10 Special Compartments Instantiation Schema change in BioCyc 15.0 regarding representing compartments of reactions Now, 1 reaction can be assigned to multiple compartments. FBA makes compartment-specific instantiated reactions to differentiate between the compartments

11 Syntax of Instantiation IDs Every instantiated reaction gets assigned a unique ID Visible in.sol file Constructed from the generic reaction and the IDs of the instance compounds on the left and right Format: GEN-RXN-ID-L1/L2//R1/R2.suffix-len. Non-default compartments: – GEN-RXN-ID[CCO-PERI-BAC]-L1/etc….

12 Polymerization Pathways Cyclic pathways of generic reactions

13 Polymerization Pathway Instantiation A series of instantiated reactions is needed to reach a product of a certain length Run cycle for 8 iterations (hard-coded, for now) Structures of class compounds have R groups The hallmark of a polymerization pathway is that 1 reaction, the polymerization step, is unbalanced.

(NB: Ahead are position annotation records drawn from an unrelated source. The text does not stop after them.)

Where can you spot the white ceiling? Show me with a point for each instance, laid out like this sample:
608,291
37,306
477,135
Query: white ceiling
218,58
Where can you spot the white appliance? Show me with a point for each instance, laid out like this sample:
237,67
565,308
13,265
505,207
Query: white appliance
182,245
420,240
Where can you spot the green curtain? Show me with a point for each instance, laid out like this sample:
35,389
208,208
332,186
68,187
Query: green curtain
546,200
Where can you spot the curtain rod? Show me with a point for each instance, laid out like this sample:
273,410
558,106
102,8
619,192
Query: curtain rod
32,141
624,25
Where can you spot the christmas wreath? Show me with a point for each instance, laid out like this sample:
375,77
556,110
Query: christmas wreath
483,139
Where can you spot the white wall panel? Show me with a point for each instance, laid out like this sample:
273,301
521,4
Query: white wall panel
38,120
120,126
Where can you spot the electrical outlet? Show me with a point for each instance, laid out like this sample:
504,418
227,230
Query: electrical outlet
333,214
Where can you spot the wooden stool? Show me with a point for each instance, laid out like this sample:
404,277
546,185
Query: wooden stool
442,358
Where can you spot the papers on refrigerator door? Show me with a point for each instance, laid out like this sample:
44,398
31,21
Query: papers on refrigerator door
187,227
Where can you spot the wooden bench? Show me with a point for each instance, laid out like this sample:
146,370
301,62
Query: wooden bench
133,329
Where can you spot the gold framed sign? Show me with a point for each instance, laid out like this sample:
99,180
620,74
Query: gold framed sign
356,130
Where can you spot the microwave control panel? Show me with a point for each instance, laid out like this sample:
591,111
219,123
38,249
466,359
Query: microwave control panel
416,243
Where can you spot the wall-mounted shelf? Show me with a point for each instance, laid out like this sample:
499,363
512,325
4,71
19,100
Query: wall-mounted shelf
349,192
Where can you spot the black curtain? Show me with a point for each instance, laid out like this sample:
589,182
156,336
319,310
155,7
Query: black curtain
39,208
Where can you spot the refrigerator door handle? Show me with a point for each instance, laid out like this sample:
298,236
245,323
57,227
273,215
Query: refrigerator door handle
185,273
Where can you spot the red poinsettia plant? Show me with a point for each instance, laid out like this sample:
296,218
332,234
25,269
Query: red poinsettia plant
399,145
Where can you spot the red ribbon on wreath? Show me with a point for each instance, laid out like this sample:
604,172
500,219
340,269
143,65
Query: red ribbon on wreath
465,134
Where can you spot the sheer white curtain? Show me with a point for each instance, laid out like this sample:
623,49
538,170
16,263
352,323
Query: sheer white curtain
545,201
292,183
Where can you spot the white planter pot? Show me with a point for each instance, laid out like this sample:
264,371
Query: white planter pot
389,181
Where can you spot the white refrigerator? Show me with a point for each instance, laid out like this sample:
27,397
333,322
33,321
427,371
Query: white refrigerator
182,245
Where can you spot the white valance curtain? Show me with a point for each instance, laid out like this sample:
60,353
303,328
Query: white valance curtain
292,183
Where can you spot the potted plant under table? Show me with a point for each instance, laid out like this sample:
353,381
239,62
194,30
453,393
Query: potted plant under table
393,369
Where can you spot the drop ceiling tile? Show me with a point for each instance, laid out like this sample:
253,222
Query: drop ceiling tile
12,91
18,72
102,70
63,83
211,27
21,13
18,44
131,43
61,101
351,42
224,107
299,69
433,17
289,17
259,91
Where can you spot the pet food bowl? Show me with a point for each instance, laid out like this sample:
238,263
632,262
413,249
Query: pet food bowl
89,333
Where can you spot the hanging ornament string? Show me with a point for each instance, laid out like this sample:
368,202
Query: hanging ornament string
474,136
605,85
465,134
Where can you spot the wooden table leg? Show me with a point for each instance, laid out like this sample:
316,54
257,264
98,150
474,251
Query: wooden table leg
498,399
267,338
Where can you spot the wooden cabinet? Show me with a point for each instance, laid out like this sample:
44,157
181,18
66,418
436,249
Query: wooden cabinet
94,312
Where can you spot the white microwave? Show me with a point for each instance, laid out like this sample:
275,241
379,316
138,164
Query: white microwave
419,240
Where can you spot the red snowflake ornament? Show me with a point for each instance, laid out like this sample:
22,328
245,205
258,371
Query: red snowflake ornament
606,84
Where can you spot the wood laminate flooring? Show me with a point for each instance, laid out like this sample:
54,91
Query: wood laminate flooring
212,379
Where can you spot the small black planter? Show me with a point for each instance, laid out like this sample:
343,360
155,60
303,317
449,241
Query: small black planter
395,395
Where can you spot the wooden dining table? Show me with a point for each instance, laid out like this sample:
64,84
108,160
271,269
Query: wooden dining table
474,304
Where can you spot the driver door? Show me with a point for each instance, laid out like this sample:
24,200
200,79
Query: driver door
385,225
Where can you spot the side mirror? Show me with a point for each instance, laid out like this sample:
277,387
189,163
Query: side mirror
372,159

For now, the chemical formula of the misbalance is determined, which stands for the monomer unit. (No structural information is used, yet.) Appropriate instance compounds are searched by replacing the R groups with an integral multiple of the misbalance Still a bit experimental.

14 Instantiated reactions in.sol In the.sol file, instantiated reactions are listed in full detail, in the reactions sections In the.dat file, to be used for the Cellular Overview, fluxes of instantiated reactions are all combined into a value for the base generic reaction, because the Cellular Overview can only show the latter.